À tarde, fui escalado para ajudar a limpar o refeitório. Enquanto lavava as mesas, observei as marcas riscadas nas madeiras — iniciais de nomes, datas, desenhos de corações partidos e frases de protesto em silêncio. Aquelas marcas eram tudo o que restava da passagem de dezenas de crianças que, como eu, foram esquecidas.

À noite, ao me deitar, meu pensamento voltou para Raul. Ele ainda não havia retornado. Fiquei olhando para o teto por horas, tentando afastar o medo de que ele talvez não voltasse mais. A chuva começou a cair forte, tamborilando nas telhas velhas como um aviso. No escuro, ouvi um soluço vindo do beliche de cima. Era Pedro, outro garoto do nosso quarto. Ele também estava assustado.

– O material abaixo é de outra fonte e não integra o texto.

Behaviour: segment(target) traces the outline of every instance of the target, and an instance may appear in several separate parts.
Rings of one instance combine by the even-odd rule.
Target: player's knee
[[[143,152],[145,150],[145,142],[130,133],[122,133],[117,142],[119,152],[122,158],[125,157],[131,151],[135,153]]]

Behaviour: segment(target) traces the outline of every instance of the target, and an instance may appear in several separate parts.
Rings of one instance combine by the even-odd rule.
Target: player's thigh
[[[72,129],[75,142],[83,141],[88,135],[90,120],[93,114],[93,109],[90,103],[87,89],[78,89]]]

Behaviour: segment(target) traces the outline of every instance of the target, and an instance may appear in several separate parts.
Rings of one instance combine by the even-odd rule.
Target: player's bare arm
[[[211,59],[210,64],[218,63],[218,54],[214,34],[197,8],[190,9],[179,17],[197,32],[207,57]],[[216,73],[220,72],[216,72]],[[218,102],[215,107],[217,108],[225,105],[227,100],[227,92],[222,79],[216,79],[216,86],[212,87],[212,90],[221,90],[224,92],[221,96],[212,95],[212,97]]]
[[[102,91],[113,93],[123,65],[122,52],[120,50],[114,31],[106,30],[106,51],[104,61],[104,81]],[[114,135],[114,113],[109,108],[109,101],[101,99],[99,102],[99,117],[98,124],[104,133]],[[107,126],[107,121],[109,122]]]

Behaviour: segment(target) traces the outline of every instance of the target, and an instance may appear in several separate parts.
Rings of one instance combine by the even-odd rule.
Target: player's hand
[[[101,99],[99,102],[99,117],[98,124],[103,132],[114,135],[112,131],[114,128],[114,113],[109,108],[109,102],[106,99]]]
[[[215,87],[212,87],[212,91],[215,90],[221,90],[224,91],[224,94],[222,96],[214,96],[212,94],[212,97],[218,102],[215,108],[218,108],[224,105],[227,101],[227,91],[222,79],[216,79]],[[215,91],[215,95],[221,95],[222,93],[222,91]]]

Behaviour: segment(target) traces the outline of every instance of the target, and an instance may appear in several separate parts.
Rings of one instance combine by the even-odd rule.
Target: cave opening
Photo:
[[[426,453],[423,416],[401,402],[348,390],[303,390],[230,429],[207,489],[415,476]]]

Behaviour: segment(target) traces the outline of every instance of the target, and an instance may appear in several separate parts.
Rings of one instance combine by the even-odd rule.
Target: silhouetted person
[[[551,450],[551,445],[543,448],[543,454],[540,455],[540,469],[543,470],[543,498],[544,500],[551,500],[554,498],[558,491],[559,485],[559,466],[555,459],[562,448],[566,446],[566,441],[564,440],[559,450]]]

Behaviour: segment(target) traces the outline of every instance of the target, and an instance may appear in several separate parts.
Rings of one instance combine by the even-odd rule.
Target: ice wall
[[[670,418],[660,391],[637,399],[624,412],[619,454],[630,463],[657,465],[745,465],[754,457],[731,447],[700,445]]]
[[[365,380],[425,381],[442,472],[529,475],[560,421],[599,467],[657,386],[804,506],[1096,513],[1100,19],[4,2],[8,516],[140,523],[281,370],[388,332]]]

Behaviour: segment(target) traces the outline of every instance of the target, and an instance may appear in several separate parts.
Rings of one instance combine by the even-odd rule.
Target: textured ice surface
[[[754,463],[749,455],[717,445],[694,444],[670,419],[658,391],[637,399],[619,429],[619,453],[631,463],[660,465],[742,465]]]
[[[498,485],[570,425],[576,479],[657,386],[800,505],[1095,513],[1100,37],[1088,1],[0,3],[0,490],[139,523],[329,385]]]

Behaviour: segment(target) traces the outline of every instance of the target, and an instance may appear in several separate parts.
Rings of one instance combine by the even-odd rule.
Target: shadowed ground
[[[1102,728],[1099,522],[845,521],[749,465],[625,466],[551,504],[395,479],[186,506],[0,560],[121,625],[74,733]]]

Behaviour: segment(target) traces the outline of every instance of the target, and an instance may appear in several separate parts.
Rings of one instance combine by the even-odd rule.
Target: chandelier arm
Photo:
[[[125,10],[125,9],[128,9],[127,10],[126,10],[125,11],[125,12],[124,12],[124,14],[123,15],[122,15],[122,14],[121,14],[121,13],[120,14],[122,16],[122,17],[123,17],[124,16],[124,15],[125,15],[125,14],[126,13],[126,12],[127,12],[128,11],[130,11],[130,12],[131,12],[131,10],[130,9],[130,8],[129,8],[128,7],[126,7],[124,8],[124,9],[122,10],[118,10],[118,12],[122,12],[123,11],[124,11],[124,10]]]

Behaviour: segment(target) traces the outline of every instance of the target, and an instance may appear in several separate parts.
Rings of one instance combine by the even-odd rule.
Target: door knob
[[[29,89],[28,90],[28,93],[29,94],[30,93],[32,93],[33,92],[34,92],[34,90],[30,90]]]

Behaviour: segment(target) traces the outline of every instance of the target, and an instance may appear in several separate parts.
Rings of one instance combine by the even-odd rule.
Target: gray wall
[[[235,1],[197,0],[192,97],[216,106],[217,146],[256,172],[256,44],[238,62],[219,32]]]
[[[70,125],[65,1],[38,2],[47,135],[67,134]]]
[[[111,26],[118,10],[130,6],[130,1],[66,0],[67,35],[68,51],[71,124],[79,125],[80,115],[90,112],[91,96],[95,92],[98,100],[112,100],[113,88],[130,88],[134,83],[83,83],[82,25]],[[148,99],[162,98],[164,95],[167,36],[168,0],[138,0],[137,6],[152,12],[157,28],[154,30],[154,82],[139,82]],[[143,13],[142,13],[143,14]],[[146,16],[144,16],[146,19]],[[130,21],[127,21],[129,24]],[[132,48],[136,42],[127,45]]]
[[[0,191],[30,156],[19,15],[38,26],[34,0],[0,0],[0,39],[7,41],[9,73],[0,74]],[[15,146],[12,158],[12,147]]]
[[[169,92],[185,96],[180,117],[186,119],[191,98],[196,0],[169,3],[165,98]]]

Levantei devagar, sentei em minha cama e olhei pela janela embaçada. As luzes do corredor principal estavam acesas, mas a sala dos castigos, lá no porão, permanecia mergulhada na escuridão. Foi nesse momento que decidi que não podia mais ficar só observando.

Naquela mesma noite, esperei todos dormirem, e saí do quarto em silêncio. As tábuas rangiam sob meus pés, o coração batia tão forte que pensei que poderia acordar a casa inteira. Caminhei pelos corredores até chegar à escada do porão. Cada degrau parecia mais fundo que o anterior, como se estivesse descendo não só fisicamente, mas emocionalmente para um lugar do qual talvez não conseguisse mais sair.

Quando cheguei à porta da Sala dos Castigos, coloquei a mão na maçaneta, mas hesitei. E se eu fosse pego? E se eu não conseguisse ajudá-lo? Respirei fundo, fechei os olhos por um instante, e decidi que não dava mais para ignorar.

Mas antes que eu pudesse girar a maçaneta… ouvi passos atrás de mim.